I urge you to read John Nosta’s recent article in Forbes.

He explains how digital technology has failed to keep pace with clinical innovations. I like to compare it to how the telecoms industry was 20 years ago – data is siloed, private and in no format to be shared. What changed? A shift change in connectivity of data (and then devices) that has changed the world; healthcare must do the same. In this digital age, where Electronic Health Records (EHRs) are everywhere, much of practical, medical decision-making continues to be paper and document driven. This makes data-needy questions even harder to answer. It makes insight very localized and limits information sharing and collaboration. There is certainly progress, through outcome access to EHRs driven by HIPAA (USA) or using national databases like CRPD (UK), and there is a growing rash of personal genomic informatics and ‘quantified self’ startups. However barriers to effective collaboration between the stakeholders of patient, clinician, pharma and payer still remain. As Dr Eric Topol espouses: patients – the consumers of healthcare, which now costs the USA one hundred times what it did in 1960 – deserve evidence-based medical care and that evidence is a complex mixture of genomic, outcome and research data.
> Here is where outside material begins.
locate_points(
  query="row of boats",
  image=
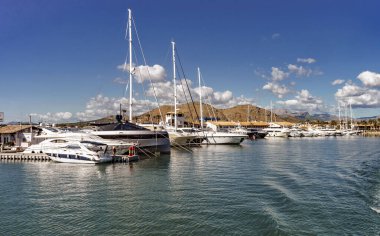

The health sciences world is waking up to the reality that advances in healthcare will be enabled by advances in our ability to use data better – from the bench to the bedside and to the boardrooms of hospitals. It is important to stress that we are talking about high quality, high context data. As DrSalluzzo points out, automating a bad pharmacy process is hard to correct. The quality of data is intrinsic to its value. In truth, so much of the data patients are asking clinicians and researchers to rely upon is full of gaps. The insights gained from bringing together the best available clinical, research and biochemical data drive valuable changes in clinical practice, address data gaps and advance medical care.

Better data, better decisions, better life.